Grains are mentioned twenty-eight times in the Book of Mormon, including barley and wheat. The introduction of domesticated modern barley and wheat to the New World was made by Europeans sometime after 1492, many centuries after the time in which the Book of Mormon is set.

FARMS apologist Robert Bennett offered two possible explanations for this anachronism:

"Research on this matter supports two possible explanations. First, the terms barley and wheat, as used in the Book of Mormon, may refer to certain other New World crop plants that were given Old World designations; and second, the terms may refer to genuine varieties of New World barley and wheat," states Mr Benett of the Maxwell Institute. "For example, the Spanish called the fruit of the prickly pear cactus a "fig," and emigrants from England called maize "corn," an English term referring to grains in general. A similar practice may have been employed when Book of Mormon people encountered New World plant species for the first time."

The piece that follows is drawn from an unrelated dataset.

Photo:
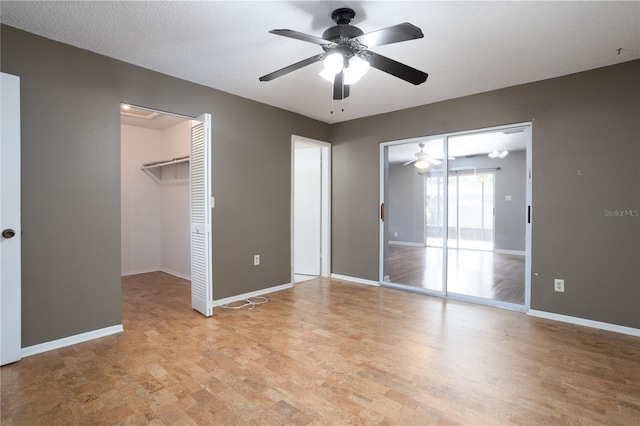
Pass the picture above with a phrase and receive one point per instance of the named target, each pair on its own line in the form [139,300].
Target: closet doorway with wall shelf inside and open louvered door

Bennett also postulates that references to "barley" could refer to Hordeum pusillum, also known as "little barley", a species of grass native to the Americas. The seeds are edible, and this plant was part of the pre-Columbian Eastern Agricultural Complex of cultivated plants used by Native Americans. Hordeum pusillum was unknown in Mesoamerica, where there is no evidence of pre-Columbian barley cultivation. However, evidence exists that this plant was domesticated in North America in the Woodland periods contemporary with mound builder societies (early centuries AD) and has been carbon-dated to 2,500 years ago.